Considering the limited capabilities of Manila’s security forces, presumptive President and Davao City Mayor Rodrigo Duterte announces that he is not against the continuation of the Enhanced Defense Cooperation Agreement (EDCA), a stipulation between the Philippines and the United States.
“I have no problem with EDCA-sanctioned use of Philippine military bases by US troops because we don't have good external defense capabilities,” Mayor Duterte said in a media interview.
A number of lawmakers say that the presumptive president can easily do away with the EDCA, since it is only an executive agreement and not a treaty which needs to be approved by the Senate.
Duterte has shown no sign that he is to scrap the said agreement.

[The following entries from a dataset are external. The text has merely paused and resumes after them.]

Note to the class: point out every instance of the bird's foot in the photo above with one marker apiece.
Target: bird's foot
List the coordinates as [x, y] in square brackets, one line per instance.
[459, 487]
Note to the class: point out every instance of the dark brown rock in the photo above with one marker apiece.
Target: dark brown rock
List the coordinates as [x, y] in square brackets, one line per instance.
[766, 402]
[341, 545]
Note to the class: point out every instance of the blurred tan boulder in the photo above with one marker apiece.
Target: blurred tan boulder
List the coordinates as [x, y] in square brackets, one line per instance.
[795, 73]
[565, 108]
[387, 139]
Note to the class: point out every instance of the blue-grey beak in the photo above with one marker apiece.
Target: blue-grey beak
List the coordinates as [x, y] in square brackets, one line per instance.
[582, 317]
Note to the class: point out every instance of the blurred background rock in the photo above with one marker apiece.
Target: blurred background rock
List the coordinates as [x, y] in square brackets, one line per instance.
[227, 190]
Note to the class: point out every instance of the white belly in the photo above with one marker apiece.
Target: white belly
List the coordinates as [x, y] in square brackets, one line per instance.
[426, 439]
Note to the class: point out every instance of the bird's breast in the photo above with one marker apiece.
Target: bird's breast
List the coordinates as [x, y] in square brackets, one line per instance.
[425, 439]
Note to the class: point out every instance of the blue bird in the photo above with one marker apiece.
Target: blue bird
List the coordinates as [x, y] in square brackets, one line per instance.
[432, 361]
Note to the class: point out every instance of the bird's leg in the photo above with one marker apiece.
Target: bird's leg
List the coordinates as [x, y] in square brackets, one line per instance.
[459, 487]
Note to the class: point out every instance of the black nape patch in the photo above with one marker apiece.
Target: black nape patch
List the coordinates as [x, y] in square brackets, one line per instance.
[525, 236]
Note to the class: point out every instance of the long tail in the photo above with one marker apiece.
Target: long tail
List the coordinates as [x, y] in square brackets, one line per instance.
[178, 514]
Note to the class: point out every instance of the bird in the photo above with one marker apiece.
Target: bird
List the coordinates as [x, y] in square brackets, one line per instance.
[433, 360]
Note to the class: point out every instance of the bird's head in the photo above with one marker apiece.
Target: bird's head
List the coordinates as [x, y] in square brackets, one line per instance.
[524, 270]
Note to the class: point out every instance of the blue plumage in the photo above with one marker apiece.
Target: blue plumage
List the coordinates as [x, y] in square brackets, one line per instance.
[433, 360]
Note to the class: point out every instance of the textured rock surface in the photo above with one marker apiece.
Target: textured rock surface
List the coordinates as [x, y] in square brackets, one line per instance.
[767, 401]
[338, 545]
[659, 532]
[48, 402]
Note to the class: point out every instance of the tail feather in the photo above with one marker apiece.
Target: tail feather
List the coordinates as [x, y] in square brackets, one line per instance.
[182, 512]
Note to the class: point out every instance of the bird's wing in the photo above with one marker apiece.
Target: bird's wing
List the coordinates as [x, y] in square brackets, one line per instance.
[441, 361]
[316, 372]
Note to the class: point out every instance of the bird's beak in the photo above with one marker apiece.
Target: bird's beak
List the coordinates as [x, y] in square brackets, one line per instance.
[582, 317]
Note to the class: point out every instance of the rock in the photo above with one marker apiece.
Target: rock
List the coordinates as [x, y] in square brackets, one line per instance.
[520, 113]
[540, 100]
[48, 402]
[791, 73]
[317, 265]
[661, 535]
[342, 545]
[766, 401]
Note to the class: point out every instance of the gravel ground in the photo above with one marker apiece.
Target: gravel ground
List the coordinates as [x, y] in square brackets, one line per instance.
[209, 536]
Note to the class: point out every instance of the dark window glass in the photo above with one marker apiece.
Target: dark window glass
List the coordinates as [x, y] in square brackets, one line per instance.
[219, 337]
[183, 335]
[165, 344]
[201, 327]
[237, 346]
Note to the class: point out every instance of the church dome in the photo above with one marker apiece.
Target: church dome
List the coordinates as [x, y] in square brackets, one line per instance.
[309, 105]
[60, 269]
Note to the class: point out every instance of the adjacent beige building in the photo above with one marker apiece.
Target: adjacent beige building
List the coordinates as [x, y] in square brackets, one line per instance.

The EDCA, which was signed on April 28, 2014, allows the US forces to maintain temporary conveniences and facilities in Philippine military bases. Although the agreement was questioned by several groups as they allege violation of Philippine sovereignty, the Supreme Court ruled that EDCA is a valid and constitutional executive agreement.
Such agreement was signed in order to counter China’s aggressive actuations in the South China Sea, asserting what it claimed as territorial rights. Other countries such as Vietnam, Malaysia, Taiwan, Brunei are claiming rights as well.
Earlier this week US President Barack Obama called Duterte. Obama was the first foreign head of state to phone, Duterte told a reporter who was recording a TV interview with him when the call came through.
“I am quite honored,” he told the interviewer afterward, GMA News Online reported.
“I assured him that we will continue with out mutual interests and that we are allied with the Western (world)” on the South China Sea, but warned that if “there’s no wind to move the sail, I might opt to go bilateral.”